Late nights, early mornings and great food are the cornerstones around which Michael and Rachel DiMartino have built their married life. After meeting at the Culinary Institute of America, the pair tied the knot shortly after graduation and put their roots down in Warwick, NY, where they decided to take over the historic Landmark Inn, a 250-year-old homestead turned restaurant — while raising four kids. Twenty-six years later, the Landmark Inn is a local, well, landmark, almost a portal to another time: an intimate country inn serving scratch-made food sourced from area farmers right there on busy Route 94.

While they both put time and love into the restaurant, Rachel also pursues a career as a paraeducator, so their days off don’t often overlap. But occasionally on a Monday the stars align. That day is a holy day.


Michael DiMartino: It varies, but we usually wake up around 8:30 or 9 on a day off. That is definitely sleeping in for us, especially for her.

Rachel DiMartino: I’m usually up at 6.


MD: Rachel does almost all of the cooking at home. So on a Monday, if we’re off together, she’ll make us a really nice breakfast.

RD: I call it a big breakfast. Fresh fruit, eggs, some type of baked good, some type of meat.

MD: It’s a really great breakfast.


RD: If the Monday lands on a school holiday, two of our kids work in the school system so we try to incorporate something with everyone, as many as can come!

MD: It’s not often that it lines up, but we’ll do something with everyone whenever we can.

RD: We got really into Eataly. So we will go [to the city], have lunch, buy stuff [at the market], and then come home and have a big family dinner.


MD: We usually stay in for dinner. On occasion we’ll go out but most of the time we’ll stay in. It’s rare that I cook dinner; Rachel almost always cooks.

RD: I think growing up, the kids knew it was sacred to be home for dinner on Monday night. We only go out on our Monday nights on special occasions or if we’re invited. If someone wants to invite us to dinner, we’re going! We love to support other restaurants too.

MD: It’s important to us to support the people who support us, where we can, when we can. Without their support, we wouldn’t be in business, so it cuts both ways.


RD: After dinner, we just sit around and chit-chat. Our kids are adults now so it’s fun to catch up on what they’re doing and stuff like that. When they were younger sometimes we had to run them places, but now we can chit-chat.

MD: Even though we work together in the restaurant in the evenings, it’s not the same. It’s not like we’re hanging out and talking to each other; we’re doing things. So if I spend a total of 45 minutes with Rachel [on a workday], that’s a lot — you know, outside of work. And sometimes at the end of the night, we sit down, and relax, and talk. It’s really only on Mondays that we get caught up.


MD: I do woodworking, not as much as I’d like, but I do love to do woodworking and furniture making.

RD: I love to do cross-stitching and baking. I also do a lot of walking. Because we live in Warwick Village, I don’t need to drive to trails; I just get to walk out of my front door.

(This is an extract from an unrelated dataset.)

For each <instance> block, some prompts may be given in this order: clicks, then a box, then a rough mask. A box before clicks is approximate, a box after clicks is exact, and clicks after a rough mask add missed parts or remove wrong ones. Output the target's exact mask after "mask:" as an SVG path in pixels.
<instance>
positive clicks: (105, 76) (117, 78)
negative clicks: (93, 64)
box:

MD: On rare occasions, I’ll go with her. But it’s hard to keep up with her.

RD: He’s the one that’s pit-stopping for ice cream.

MD: Well you gotta! If you’re going to go for a walk, you have to stop for ice cream.


MD: We typically watch about a half hour to an hour of TV at the end of the day. We usually watch HGTV. That’s embarrassing, but we do.

RD: Or DIY Network, that’s another one.

MD: They’re entertaining, and you know what, it’s mindless, there’s no drama, and you don’t have to invest a lot of attention into it. Not the cooking network. I’m sure people are like, “He doesn’t watch the cooking network!?” But we live the cooking life, we need some time away from that.


MD: I don’t think I would change anything. We like what we do, if we didn’t we would stop. There are days that are an effort but they are far and few between. The good days outweigh the bad ones.

RD: On top of that, we’ve met some amazing people. Now that we’ve been here 26 years, those people that came in in the beginning have become family, almost. They watched our kids grow, we watched their kids grow.

MD: It’s not just our livelihood, it’s our lifestyle. There are plenty of things that we could’ve done that would’ve made us a lot more money but this is a lifestyle, absolutely. You do this because you love what you do, and we do.

RD: I tell my kids, it doesn’t matter what you do, as long as you like what you do.